Al principio del velatorio, que duró toda la noche, a Anselmo le habían entrado ganas de gritarles a tantos visitantes que salieran de su casa, que respetaran su paz. Las plañideras y las mujeres de los obreros se turnaban para acompañar a Brígida en una habitación que se convirtió en aún más diminuta por la nutrida concurrencia de personas sentadas alrededor del féretro. El espeso humo de las velas y la congoja flotante en el ambiente a veces dejaban algún resquicio menos denso a través del cual se vislumbraban los rostros de Francisco y Juan José, los dos hijos mayores de Anselmo. Francisco, el primogénito, fijaba su mirada de espanto en algún lugar del vacío mental donde no estaba sucediendo nada de aquello; Juan José, sin embargo, parecía haberse desplazado ya a ese lugar en el que nada existía.

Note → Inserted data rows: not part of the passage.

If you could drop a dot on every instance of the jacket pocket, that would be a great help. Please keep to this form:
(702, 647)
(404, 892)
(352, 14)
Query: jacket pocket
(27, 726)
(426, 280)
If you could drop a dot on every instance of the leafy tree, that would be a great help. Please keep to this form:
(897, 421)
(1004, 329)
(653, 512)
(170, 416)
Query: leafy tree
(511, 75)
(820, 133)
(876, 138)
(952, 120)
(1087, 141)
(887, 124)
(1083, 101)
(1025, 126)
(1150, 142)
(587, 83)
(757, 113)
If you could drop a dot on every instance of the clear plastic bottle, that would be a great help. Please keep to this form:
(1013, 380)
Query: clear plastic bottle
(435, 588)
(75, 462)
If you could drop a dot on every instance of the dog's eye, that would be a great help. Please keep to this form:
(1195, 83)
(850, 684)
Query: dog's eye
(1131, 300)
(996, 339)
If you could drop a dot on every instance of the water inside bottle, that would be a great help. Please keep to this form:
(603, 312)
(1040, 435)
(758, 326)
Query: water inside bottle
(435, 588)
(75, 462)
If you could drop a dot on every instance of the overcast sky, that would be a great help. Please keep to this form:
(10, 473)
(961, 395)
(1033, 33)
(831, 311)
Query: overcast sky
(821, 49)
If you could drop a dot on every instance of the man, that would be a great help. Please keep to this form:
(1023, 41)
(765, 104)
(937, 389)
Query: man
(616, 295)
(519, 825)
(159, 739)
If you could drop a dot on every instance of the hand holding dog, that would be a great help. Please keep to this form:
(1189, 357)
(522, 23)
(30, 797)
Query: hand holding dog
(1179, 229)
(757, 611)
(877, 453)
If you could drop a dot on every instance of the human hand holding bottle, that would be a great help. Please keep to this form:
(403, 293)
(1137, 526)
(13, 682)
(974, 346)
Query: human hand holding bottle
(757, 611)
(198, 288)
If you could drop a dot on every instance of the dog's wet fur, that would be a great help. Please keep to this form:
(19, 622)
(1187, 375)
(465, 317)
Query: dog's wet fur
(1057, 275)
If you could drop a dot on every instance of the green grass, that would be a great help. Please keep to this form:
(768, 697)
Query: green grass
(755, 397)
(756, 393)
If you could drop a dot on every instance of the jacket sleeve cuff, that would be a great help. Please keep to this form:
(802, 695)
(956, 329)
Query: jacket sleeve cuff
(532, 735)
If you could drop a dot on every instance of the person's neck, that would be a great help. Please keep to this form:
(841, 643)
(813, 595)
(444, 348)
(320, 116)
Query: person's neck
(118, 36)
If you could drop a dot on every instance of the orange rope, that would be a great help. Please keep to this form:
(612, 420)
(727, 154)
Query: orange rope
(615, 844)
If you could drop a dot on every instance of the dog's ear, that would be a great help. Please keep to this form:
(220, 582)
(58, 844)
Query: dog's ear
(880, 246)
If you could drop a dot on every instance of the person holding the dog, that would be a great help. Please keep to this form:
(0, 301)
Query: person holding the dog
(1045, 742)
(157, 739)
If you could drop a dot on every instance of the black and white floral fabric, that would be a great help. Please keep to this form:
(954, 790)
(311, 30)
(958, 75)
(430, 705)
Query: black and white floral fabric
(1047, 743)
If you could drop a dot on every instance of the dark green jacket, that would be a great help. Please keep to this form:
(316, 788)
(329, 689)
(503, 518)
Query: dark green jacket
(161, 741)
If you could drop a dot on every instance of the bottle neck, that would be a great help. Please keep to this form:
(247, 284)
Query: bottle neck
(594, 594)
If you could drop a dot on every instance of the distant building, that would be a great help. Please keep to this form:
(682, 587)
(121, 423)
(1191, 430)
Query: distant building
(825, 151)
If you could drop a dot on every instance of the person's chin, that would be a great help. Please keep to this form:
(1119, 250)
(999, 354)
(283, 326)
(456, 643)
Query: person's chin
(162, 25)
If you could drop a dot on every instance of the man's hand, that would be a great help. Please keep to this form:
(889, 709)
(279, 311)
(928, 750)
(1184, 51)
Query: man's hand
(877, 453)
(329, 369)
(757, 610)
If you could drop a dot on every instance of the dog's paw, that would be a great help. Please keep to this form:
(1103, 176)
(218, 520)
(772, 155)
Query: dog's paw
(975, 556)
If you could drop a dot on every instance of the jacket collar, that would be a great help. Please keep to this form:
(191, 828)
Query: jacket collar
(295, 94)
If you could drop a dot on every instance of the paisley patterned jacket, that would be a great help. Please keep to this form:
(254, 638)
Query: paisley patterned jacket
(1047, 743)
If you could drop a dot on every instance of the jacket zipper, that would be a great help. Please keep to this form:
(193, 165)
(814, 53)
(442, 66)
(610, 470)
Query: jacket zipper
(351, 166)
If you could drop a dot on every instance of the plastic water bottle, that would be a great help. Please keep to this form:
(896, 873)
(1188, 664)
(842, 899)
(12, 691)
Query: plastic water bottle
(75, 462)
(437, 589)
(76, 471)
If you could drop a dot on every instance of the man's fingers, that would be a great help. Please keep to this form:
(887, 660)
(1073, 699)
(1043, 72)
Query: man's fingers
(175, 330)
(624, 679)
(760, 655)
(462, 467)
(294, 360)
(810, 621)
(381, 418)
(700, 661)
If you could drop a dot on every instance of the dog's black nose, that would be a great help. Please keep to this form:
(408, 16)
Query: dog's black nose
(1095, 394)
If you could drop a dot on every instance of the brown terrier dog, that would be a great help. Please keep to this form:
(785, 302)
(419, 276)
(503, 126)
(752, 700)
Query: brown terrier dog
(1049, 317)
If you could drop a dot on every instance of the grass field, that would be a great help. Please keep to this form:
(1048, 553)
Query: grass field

A la madre, carbonizada por la desdicha, no le quedaban fuerzas para consolar a ninguno de sus hijos.
Ella había dado orden de que sus dos hijas, Brígida y Montaña, que no superaban los diez años, fueran separadas del dolor de la escena familiar para que en otras casas intentaran dormir, si eran capaces de conciliar el sueño en el ambiente mortal que, como una lluvia de pavesas y lágrimas, encenagaba la Barriada Nueva colándose irremisiblemente por puertas, ventanas y chimeneas.
Durante aquella noche, el alma de Anselmo permaneció absorta en la contemplación de su cuerpo inerte, que se había convertido en el barreno detonante que había resquebrajado desde dentro a su familia. Y, durante las largas horas que eran arrastradas por las estrellas hacia el amanecer, tuvo tiempo de recordar los retazos de su vida que se le desprendían a jirones…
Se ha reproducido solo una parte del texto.